London Calling - August 6 2002
Published by MAC on 2002-08-06
London Calling - August 6 2002
Rio Tinto's man back in Bolivia
"Goni" is back in power in Bolivia. Gonzalo Sanchez de Lozada, leader of the centre-rightwing MNR (it doesn't matter what the initials mean since they no longer hold anything like their original meaning) had struck a deal Jaime Paz Zamora, of the supposedly leftwing MIR. Between them they defeated the Indigenous, anti-capitalist candidate Evo Morales at last Sunday's presidential elections.
Morales had been targeted by the US government "dirty tricks" brigade which threatened to withdraw aid to the country if he were elected.
Ten years ago, Goni was relatively little known - he'd spent most of his adult life in the USA, boning up on "neo-liberalism" with the help of some of its prime exponents. It was then that Rio Tinto successfully courted him, buying up a third of his private mining company, COMSUR. In 1993 Goni won the Bolivian presidential elections for the first time. Rio Tinto was quite contented and invested seriously in Bolivia.
Capper Pass and Bolivia: the Toxic fix
Also in 1993, Rio Tinto's notorious Capper Pass tin smelter was finally closed down in northeast England, bequeathing one of the worst toxic industrial legacies in the country's history. Rio first tried shipping some of these wastes to Mexico. But when the government discovered what they were, it angrily turned them back. Using the mendacious claim that the wastes were materials "for recycling" Rio Tinto promptly despatched them to Bolivia. Environmental groups and media in the country vehemently protested, but Goni was on hand for Rio Tinto. In flat contravention of the Basel Convention, the toxic cocktail was permitted into the country and incinerated in a smelter.

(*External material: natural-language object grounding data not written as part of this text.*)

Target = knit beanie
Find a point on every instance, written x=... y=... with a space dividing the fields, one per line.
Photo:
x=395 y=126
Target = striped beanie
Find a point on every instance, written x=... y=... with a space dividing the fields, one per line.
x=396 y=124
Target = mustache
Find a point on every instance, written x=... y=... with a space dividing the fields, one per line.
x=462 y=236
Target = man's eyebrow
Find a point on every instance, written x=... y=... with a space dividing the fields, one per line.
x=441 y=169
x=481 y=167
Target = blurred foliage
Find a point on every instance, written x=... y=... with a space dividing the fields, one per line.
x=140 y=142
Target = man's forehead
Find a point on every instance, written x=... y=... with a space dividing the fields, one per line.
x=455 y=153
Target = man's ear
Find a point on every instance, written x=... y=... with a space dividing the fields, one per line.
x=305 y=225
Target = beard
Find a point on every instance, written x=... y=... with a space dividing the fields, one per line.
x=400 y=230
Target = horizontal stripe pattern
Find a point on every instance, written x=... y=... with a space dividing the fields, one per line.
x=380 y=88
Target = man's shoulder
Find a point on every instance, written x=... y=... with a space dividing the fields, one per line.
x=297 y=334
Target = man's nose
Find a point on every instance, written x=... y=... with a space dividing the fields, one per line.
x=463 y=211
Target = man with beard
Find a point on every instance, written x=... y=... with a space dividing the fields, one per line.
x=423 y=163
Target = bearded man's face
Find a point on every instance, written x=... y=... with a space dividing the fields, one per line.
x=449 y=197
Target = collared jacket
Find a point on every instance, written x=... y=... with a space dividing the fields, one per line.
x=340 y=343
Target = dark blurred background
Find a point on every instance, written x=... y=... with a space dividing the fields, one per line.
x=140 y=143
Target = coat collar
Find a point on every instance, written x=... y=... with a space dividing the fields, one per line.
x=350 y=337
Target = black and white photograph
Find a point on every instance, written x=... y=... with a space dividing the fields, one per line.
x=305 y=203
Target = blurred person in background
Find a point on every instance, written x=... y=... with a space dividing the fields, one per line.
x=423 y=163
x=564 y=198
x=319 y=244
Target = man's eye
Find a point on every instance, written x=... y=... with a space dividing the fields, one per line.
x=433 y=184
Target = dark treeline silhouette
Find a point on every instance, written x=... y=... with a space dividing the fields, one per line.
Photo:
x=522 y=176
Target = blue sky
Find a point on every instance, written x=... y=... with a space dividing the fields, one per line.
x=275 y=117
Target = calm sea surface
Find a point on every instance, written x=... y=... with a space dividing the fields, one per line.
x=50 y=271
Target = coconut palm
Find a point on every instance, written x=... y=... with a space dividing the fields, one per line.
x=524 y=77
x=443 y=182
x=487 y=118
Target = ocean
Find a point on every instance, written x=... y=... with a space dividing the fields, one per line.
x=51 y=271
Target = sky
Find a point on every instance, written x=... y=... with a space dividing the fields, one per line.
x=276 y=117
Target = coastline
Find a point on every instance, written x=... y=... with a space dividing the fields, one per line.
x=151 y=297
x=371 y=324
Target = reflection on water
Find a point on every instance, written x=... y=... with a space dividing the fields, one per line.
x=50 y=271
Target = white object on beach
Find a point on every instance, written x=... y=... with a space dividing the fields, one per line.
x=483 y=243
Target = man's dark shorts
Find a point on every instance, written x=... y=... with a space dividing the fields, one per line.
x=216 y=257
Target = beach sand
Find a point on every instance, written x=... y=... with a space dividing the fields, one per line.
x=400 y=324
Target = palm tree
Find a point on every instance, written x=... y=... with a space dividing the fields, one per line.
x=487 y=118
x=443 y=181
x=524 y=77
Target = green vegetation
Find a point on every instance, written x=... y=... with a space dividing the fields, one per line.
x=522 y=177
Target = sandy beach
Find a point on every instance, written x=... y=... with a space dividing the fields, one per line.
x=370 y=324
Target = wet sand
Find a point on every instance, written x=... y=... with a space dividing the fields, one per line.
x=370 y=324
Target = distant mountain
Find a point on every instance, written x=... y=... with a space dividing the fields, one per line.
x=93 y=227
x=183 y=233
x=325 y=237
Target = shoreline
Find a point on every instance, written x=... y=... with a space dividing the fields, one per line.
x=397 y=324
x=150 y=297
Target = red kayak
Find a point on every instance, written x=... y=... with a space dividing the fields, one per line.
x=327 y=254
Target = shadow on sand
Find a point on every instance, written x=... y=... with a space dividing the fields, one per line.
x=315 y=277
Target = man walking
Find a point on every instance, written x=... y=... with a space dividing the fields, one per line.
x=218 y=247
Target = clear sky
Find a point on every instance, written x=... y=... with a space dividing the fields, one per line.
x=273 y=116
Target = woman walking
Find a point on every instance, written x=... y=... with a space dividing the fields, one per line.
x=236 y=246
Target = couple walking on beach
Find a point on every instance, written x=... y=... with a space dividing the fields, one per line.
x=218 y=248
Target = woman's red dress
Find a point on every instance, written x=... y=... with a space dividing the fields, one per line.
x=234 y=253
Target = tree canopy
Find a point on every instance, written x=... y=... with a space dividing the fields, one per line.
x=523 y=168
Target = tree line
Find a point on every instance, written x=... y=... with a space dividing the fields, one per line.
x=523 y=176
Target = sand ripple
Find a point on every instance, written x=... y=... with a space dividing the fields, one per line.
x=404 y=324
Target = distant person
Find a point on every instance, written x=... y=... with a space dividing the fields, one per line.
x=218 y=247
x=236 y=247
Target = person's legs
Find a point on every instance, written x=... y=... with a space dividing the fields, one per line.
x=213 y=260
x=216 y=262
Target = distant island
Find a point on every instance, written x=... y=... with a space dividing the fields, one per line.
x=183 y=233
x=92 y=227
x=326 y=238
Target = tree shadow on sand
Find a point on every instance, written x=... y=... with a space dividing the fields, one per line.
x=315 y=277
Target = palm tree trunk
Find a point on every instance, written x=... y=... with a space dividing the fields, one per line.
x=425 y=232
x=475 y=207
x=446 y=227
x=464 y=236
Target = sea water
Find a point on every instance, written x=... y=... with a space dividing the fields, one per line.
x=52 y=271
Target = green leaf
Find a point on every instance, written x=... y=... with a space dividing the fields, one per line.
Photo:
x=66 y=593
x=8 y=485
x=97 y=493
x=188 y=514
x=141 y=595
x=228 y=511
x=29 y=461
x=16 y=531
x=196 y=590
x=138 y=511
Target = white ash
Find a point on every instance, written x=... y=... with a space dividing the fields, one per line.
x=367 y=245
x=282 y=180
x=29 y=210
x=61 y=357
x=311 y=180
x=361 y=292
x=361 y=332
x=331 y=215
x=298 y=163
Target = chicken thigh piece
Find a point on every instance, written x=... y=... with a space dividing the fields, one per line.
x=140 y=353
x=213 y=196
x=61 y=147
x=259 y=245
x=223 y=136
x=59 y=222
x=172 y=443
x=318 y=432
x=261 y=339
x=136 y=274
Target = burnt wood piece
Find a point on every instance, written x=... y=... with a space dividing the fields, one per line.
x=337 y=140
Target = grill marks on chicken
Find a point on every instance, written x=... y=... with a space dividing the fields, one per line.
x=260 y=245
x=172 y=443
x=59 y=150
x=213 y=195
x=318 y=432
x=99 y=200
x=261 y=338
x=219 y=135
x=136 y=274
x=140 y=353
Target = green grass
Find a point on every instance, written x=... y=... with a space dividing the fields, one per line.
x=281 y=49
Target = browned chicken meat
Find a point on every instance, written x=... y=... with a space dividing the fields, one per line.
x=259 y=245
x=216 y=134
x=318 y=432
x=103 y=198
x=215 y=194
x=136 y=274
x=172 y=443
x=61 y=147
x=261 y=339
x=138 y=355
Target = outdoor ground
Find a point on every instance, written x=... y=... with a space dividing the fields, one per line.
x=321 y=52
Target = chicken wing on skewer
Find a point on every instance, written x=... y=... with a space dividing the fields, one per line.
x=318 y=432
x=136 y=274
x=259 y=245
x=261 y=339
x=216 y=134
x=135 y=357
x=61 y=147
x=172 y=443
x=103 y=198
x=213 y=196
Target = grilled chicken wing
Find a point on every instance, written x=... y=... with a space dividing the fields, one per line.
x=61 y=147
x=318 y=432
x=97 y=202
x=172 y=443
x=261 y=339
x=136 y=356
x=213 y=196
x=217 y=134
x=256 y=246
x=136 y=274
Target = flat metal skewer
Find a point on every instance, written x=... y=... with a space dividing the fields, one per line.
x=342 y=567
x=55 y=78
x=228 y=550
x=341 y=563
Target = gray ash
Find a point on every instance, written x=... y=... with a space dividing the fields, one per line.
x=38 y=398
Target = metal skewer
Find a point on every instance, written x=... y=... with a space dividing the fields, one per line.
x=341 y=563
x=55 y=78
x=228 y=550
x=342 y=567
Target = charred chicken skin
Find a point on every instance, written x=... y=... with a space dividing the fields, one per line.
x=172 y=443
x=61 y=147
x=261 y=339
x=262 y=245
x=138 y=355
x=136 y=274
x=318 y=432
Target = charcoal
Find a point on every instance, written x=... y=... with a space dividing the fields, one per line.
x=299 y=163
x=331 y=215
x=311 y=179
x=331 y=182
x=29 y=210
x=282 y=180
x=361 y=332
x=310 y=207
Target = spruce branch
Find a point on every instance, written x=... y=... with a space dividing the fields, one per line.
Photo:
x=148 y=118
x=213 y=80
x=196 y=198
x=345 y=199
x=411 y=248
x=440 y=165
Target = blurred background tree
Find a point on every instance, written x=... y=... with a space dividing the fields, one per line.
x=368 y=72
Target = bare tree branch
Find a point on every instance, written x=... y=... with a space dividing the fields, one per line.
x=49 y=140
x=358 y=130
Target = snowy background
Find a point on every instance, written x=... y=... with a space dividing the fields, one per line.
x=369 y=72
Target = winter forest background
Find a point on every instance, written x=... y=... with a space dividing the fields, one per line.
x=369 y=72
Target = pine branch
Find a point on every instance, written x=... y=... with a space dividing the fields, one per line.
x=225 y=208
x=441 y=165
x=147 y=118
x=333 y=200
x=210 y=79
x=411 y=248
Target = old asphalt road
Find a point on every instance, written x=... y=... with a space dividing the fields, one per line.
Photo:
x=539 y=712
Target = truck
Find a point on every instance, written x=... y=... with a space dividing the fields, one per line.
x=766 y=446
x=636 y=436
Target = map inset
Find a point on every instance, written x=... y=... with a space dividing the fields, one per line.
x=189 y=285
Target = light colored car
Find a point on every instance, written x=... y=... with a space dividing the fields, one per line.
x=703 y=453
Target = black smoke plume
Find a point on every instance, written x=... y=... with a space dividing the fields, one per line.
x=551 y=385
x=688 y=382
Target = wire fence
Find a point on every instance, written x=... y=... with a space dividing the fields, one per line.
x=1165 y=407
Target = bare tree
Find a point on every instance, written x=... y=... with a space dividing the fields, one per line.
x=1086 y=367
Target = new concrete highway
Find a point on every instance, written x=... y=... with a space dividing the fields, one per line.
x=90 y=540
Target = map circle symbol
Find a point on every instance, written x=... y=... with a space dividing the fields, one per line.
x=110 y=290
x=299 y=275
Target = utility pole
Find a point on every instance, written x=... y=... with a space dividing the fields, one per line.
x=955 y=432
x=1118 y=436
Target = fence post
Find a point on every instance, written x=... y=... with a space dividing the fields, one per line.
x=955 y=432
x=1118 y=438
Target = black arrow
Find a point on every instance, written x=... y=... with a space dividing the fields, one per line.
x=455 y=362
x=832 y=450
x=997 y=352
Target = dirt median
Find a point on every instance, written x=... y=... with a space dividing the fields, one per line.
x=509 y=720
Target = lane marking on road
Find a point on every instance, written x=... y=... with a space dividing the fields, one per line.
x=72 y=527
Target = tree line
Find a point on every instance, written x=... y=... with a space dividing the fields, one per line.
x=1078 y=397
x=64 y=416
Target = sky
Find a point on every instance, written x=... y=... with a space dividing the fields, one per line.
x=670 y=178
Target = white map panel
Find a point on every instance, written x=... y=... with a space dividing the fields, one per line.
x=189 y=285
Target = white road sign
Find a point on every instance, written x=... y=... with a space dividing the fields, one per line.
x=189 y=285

...And a tailings disaster too!
Lozada doesn't seem to have done much with his mining interests since he was ousted in 1997. The year before, Comsur was responsible for one of the worst tailings disasters in recent years. Up to 400,000 tonnes of heavy metals gushed into the El Porco river in Potosi, contaminating nearly 300 kilometres of waterways and surrounding farmlands, affecting some 50,000 campesinos.